Performance indicators, response time, concurrency... Let's talk about performance optimization metrics

Abstract: Today, let's talk about the metrics for performance optimization in high concurrency scenarios, and what issues need to be paid attention to when doing optimization.

This article is shared from HUAWEI CLOUD Community " [High Concurrency] What are the metrics for performance optimization? What to watch out for? ", Author: Glacier.

Recently, many friends have been saying that I have never done performance optimization work. I only do some CRUD work in the company and have no access to performance optimization related work. Now when I go out for a job interview, the interviewer always asks some tricky questions to embarrass me, many of which I don’t know! then what should we do? Then I will write some questions that are easy to ask in interviews related to high concurrency systems.
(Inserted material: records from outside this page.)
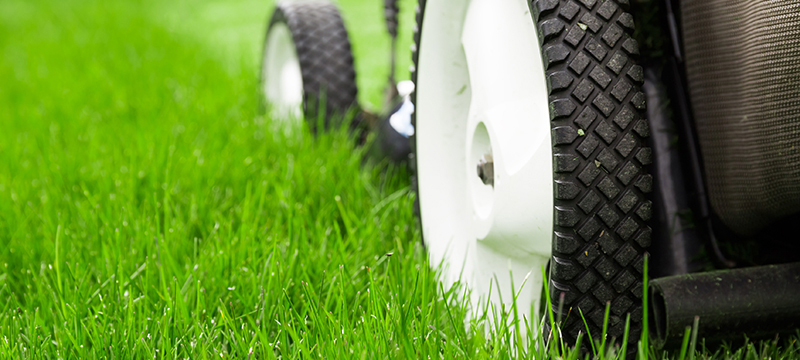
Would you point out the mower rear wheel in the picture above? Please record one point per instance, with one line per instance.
(307, 66)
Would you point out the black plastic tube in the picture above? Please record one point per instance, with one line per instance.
(757, 302)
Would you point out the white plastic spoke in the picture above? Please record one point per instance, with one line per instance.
(283, 80)
(502, 50)
(484, 162)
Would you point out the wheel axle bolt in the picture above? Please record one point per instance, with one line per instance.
(486, 169)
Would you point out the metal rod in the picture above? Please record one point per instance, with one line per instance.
(757, 302)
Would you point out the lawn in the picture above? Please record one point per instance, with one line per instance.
(147, 208)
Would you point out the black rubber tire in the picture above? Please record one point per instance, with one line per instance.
(326, 59)
(600, 156)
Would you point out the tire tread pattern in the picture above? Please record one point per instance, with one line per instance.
(325, 55)
(601, 181)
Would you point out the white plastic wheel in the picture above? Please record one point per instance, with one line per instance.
(482, 96)
(282, 83)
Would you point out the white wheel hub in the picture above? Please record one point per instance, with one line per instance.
(282, 82)
(484, 158)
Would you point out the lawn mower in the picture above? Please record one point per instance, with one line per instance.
(542, 135)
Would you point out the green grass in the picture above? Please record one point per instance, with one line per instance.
(148, 210)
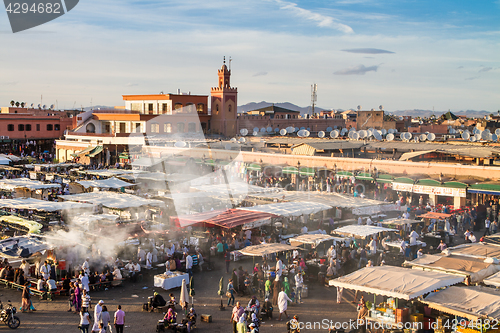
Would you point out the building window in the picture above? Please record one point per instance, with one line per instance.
(200, 107)
(155, 128)
(167, 128)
Today, let's talk about the metrics for performance optimization in high concurrency scenarios, and what issues need to be paid attention to when doing optimization.

interview scene

Interviewer: Have you ever done some performance optimization-related work in your daily work?

First, let's analyze the interviewer's question. In fact, based on my own experience in recruitment interviews, if the interviewer asks such a question. Essentially, it's not just about asking the interviewee to simply answer: did or did not do it. Instead, I want to use this simple question to test the interviewee's thinking ability and ability to understand the problem. The interviewer essentially wants the interviewee to pass this question and tell about his own experience in performance optimization related work, as well as some theoretical understanding of performance optimization work, such as: performance optimization metrics, issues that need attention during the period etc.
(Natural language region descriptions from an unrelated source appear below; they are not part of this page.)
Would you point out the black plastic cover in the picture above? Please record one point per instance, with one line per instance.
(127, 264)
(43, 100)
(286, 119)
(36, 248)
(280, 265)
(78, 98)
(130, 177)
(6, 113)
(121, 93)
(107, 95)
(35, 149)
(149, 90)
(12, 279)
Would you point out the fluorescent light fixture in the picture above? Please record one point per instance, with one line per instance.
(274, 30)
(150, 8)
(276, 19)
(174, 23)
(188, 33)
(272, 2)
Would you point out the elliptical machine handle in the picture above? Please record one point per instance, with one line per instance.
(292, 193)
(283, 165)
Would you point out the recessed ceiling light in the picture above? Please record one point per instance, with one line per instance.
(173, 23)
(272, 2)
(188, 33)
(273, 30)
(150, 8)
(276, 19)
If the interviewer does not fully understand the interviewer's intention during the interview process, and when answering questions, he squeezes out some points like toothpaste, then, in most cases, the interviewer will think that this person has no experience in performance optimization. . At this time, the interviewer will greatly reduce the psychological impression of the interviewer, and there is a very high probability that the interview result will be cool.

Metrics

For performance optimization, there are many indicators to measure, which can be roughly divided into: performance indicators, response time, concurrency, open rate per second, and correctness. We can use the graph below to represent these metrics.
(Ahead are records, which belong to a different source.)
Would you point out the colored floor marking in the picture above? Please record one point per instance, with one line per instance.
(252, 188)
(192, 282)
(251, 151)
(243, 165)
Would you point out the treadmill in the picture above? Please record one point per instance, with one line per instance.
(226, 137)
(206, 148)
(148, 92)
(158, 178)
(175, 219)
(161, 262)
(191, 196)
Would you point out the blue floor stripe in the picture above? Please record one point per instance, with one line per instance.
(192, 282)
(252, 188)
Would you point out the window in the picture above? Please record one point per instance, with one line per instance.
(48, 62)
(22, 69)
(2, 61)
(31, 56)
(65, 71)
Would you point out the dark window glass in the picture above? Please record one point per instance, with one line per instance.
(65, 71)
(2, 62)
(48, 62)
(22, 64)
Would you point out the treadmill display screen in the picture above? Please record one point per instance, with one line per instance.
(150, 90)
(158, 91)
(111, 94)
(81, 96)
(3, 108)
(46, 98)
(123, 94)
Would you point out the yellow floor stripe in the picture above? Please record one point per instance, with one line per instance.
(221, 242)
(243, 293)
Next, we describe these metrics separately.

Performance

Performance indicators can include: throughput and response speed. What we usually call QPS, TPS and HPS can be attributed to throughput. Many small partners may not know much about QPS, TPS and HPS, so let's talk about the meaning of these letters first.

  • QPS stands for the number of queries per second.
  • TPS stands for the number of transactions per second.
  • HPS stands for the number of HTTP requests per second.

These are all throughput-related metrics.

Usually when we do optimization work, we must first clarify the things that need to be optimized. For example: Are we doing optimization work to increase the throughput of the system? Or to improve the response speed of the system? To give a specific example: for example, there are some batch operations of databases or caches in our program. Although the response speed of data reading has dropped, the goal of our optimization is throughput, as long as we optimize the overall system The throughput has increased significantly, which also improves the performance of the program.

So, optimizing performance is not just about improving system responsiveness.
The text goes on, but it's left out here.